田舎で警官をすることになったレオと、学校に赴任したものの掃除婦をさせられるライーサ。住まいも汚く、狭苦しいものしか与えられない。しかし、赴任先でまた子どもの死体が見つかる。溺死、絞殺と条件も揃いすぎている。
しかし、証人がゲイだったことから、事態は変なほうにと転がってしまう。同性愛が禁止されていた当時、この証人をきっかけに同性愛者狩りが始まったのだ。

ライーサは彼の部下・ワシーリー(以前スパイの男の捜索をした時、子どもの両親を彼女たちの芽の前で殺した男)から電話を受ける。レオを捨てて、自分と付き合えと言うのだ。彼はレオから大切なものを奪いたいのだろう。だが、ライーサはこれを断る。

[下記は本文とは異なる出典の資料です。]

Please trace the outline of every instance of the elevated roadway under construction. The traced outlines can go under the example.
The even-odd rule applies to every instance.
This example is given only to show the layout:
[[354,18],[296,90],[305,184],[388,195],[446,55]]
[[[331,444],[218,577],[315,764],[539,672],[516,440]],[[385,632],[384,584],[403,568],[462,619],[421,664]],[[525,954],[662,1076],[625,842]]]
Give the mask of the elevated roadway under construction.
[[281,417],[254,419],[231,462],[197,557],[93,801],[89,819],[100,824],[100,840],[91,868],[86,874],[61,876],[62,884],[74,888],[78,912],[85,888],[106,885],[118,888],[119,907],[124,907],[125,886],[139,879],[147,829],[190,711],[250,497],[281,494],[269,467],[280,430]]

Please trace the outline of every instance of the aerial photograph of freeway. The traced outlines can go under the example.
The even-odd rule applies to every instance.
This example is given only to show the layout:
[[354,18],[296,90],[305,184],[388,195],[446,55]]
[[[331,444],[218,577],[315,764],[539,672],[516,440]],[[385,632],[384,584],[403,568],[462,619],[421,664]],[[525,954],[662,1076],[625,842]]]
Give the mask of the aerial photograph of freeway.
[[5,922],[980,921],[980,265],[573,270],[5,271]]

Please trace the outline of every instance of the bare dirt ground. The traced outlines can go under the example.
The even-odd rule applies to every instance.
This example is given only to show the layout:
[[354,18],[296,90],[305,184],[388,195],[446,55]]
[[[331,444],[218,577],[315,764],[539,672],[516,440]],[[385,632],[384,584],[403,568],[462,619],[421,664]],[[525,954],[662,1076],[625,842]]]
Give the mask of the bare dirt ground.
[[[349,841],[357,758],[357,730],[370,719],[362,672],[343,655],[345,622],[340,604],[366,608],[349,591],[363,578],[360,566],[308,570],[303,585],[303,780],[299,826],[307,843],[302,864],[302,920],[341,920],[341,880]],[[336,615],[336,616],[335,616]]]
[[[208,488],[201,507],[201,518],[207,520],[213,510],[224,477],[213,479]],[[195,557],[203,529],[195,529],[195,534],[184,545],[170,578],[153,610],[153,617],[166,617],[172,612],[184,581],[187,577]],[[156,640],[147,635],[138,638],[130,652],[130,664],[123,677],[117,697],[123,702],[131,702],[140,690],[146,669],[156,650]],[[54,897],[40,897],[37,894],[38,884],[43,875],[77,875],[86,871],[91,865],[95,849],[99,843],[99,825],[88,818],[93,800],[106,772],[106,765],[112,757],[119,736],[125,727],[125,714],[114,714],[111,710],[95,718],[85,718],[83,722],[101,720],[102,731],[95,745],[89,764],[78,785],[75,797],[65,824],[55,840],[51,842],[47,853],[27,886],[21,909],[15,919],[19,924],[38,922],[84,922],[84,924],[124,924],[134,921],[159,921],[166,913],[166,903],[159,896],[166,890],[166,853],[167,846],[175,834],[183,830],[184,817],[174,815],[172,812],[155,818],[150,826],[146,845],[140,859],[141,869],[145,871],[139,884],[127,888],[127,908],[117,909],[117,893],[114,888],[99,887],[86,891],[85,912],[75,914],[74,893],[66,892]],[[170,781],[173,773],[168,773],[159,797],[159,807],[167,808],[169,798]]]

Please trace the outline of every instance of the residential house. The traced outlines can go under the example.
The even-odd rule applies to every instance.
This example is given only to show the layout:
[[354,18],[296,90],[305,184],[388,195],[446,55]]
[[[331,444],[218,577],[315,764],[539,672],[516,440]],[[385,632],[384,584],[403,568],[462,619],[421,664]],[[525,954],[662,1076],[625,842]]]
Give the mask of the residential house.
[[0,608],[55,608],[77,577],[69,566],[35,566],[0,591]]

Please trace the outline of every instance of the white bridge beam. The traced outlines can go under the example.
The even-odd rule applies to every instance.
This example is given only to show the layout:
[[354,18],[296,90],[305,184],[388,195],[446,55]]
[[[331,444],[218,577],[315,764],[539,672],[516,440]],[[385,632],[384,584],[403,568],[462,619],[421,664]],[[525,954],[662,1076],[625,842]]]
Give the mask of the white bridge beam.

しかし、ライーサは姿を消そうとする。レオは彼女を追っていくが、そこで恐ろしい事実を知る。ライーサはレオを愛していたのではない。怖かったから結婚したのだ。国家保安省のエリート捜査官である彼を拒否したら、それだけで殺されるかもしれない。
妊娠ももちろん、嘘だった。妊娠していると言えば、乱暴されないと思ったのだ。
彼はその事実を知って愕然とする。

ゲイの告発が続き、証人だった駅員の男は電車に飛び込み自殺してしまう。レオは深真相に迫るため、署長のネステロフに強力を求める。彼にも子どもがいる。もしも、殺されたのが自分の子どもだったとしたら……?

その頃、切手を買いに来た少年に声をかける謎のメガネの男。彼は切手を少年に譲ると言い、自作のお菓子を食べさせる。

署長はレオに協力を決め、事件を調べ始める。

メガネの男はひとりでお菓子に薬を混ぜつつ、泣き出し、暴れる。子供の頃の記憶を反芻しているようだ。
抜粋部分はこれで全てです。